Baca berita tanpa iklan. Gabung Kompas.com+

Anak dan Lansia yang Belum Diberi Vaksin Covid-19 Bisa Fatal jika Terkena Omicron, Vaksinasi Perlu Dipercepat

Kompas.com - 24/01/2022, 09:14 WIB
Mutia Fauzia,
Egidius Patnistik

Tim Redaksi

JAKARTA, KOMPAS.com - Indonesia mencatat dua kasus kematian pertama akibat Covid-19 yang disebab virus SARS-CoV-2 varian Omicron pada 22 Januari ini. Dua kasus kematian tersebut menjadi alarm tanda bahaya di tengah lonjakan jumlah kasus baru Covid-19 yang juga terjadi dalam sepekan terakhir.

Meski dua pasien Covid-19 akibat varian Omicron pertama yang mengalami fatalitas tersebut sudah berusia lanjut dan memiliki komorbid atau penyakit bawaan, bukan berarti kelompok masyarakat lain menjadi tidak rentan.

Epidemiolog dari Griffith University Australia, Dicky Budiman mengatakan, salah satu kelompok yang juga paling rentan mengalami fatalitas akibat varian Omicro adalah anak-anak.
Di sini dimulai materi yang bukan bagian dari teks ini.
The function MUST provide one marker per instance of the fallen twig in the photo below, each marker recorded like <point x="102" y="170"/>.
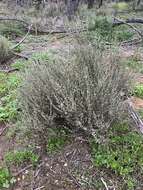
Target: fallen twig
<point x="131" y="26"/>
<point x="20" y="55"/>
<point x="22" y="40"/>
<point x="40" y="188"/>
<point x="23" y="170"/>
<point x="3" y="130"/>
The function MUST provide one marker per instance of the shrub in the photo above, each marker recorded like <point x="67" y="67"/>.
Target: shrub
<point x="4" y="49"/>
<point x="83" y="94"/>
<point x="123" y="154"/>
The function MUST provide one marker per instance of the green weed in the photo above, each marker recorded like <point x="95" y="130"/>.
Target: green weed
<point x="20" y="157"/>
<point x="138" y="90"/>
<point x="5" y="178"/>
<point x="56" y="143"/>
<point x="123" y="154"/>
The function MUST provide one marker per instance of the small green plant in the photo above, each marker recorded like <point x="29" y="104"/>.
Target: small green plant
<point x="123" y="154"/>
<point x="5" y="178"/>
<point x="138" y="90"/>
<point x="21" y="157"/>
<point x="56" y="143"/>
<point x="8" y="108"/>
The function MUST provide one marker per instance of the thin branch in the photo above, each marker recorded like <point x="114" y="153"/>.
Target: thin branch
<point x="9" y="70"/>
<point x="4" y="129"/>
<point x="22" y="40"/>
<point x="14" y="19"/>
<point x="20" y="55"/>
<point x="131" y="26"/>
<point x="23" y="170"/>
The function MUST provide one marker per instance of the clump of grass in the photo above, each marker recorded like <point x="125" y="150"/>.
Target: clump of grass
<point x="82" y="94"/>
<point x="123" y="154"/>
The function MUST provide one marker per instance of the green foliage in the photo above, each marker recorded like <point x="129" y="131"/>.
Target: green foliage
<point x="8" y="108"/>
<point x="138" y="90"/>
<point x="123" y="154"/>
<point x="5" y="178"/>
<point x="56" y="142"/>
<point x="21" y="157"/>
Baca juga: Omicron Melonjak, Negara Kaya Rekrut Perawat dari Negara Miskin

Dicky menegaskan, sejatinya varian Omicron sama bahanya dengan varian lain yang lebih dahulu ada, seperti Delta dan Alpha, atau bahkan virus asli yang pertama kali muncul di Wuhan, China, pada akhir 2019.

"Dia memang akan lebih banyak berisiko pada orang yang punya komorbid atau lansia, atau belum divaksinasi lebih mungkin mengalami fatalitas atau meninggal. Dan antara lain sekarang ini kita baru melihatnya pada lansia, nanti kalau kita tidak cepat melakukan mitigasi, kematian pada anak akan terjadi," kata Dicky ketika dihubungi Kompas.com, Minggu (23/1/2022).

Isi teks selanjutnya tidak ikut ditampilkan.